The girl came slowly down the aisle steps, her widest eyes wondering. There were books tucked under her arm, and her hair shone. "Yes, Professor?"
"I--" He stopped and cleared his throat. "I know it's the last class today, and you are no doubt meeting someone. I shan't keep you very long... and if I do," he added, and was again astonished at himself, "you can see Bert tomorrow."
"Bert? Oh!" She colored prettily. "I didn't know you knew about--how could you know?"

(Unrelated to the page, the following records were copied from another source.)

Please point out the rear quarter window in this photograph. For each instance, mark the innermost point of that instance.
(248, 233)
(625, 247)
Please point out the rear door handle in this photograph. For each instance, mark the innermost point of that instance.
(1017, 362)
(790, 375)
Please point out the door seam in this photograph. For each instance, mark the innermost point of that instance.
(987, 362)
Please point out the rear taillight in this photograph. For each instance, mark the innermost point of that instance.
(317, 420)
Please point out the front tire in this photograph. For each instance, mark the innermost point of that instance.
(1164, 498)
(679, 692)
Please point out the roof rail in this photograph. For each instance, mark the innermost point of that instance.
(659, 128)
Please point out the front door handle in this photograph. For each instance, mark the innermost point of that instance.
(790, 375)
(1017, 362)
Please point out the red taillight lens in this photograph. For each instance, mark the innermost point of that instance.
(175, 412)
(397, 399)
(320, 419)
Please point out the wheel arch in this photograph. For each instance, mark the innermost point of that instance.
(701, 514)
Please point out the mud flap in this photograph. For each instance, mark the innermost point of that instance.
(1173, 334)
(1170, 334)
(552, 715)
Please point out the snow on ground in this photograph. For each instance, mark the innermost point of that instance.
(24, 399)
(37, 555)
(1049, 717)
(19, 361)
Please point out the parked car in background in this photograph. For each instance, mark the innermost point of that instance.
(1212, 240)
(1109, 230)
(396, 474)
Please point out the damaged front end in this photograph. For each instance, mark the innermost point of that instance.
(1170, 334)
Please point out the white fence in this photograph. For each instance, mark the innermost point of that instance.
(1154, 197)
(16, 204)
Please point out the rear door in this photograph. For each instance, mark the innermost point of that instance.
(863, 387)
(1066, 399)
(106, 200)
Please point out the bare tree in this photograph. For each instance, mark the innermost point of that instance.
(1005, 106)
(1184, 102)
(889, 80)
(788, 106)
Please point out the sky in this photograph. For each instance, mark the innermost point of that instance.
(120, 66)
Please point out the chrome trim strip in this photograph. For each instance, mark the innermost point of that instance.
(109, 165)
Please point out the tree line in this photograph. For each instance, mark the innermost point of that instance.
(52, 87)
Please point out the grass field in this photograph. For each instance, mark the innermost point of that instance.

He shrugged. "Miss Patchell," he said. "You'll forgive an old--ah--middle-aged man's rambling, I hope. There is something about you that--that--"
"Yes?" Caution, and an iota of fright in her eyes. She glanced up and back at the now empty hall.
Abruptly he pounded the table. "I will not let this go on for another instant without finding out about it. Miss Patchell, you are becoming afraid of me, and you are wrong."
"I th-think I'd better..." she said timidly, and began backing off.
"Sit down!" he thundered. It was the first time in his entire life that he had thundered at anyone, and her shock was not one whit greater than his. She shrank back and into a front-row seat, looking a good deal smaller than she actually was, except about the eyes, which were much larger.
The professor shook his head in vexation. He rose, stepped down off the dais, and crossed to her, sitting in the next seat.
"Now be quiet and listen to me." The shadow of a smile twitched his lips and he said, "I really don't know what I am going to say. Listen, and be patient. It couldn't be more important."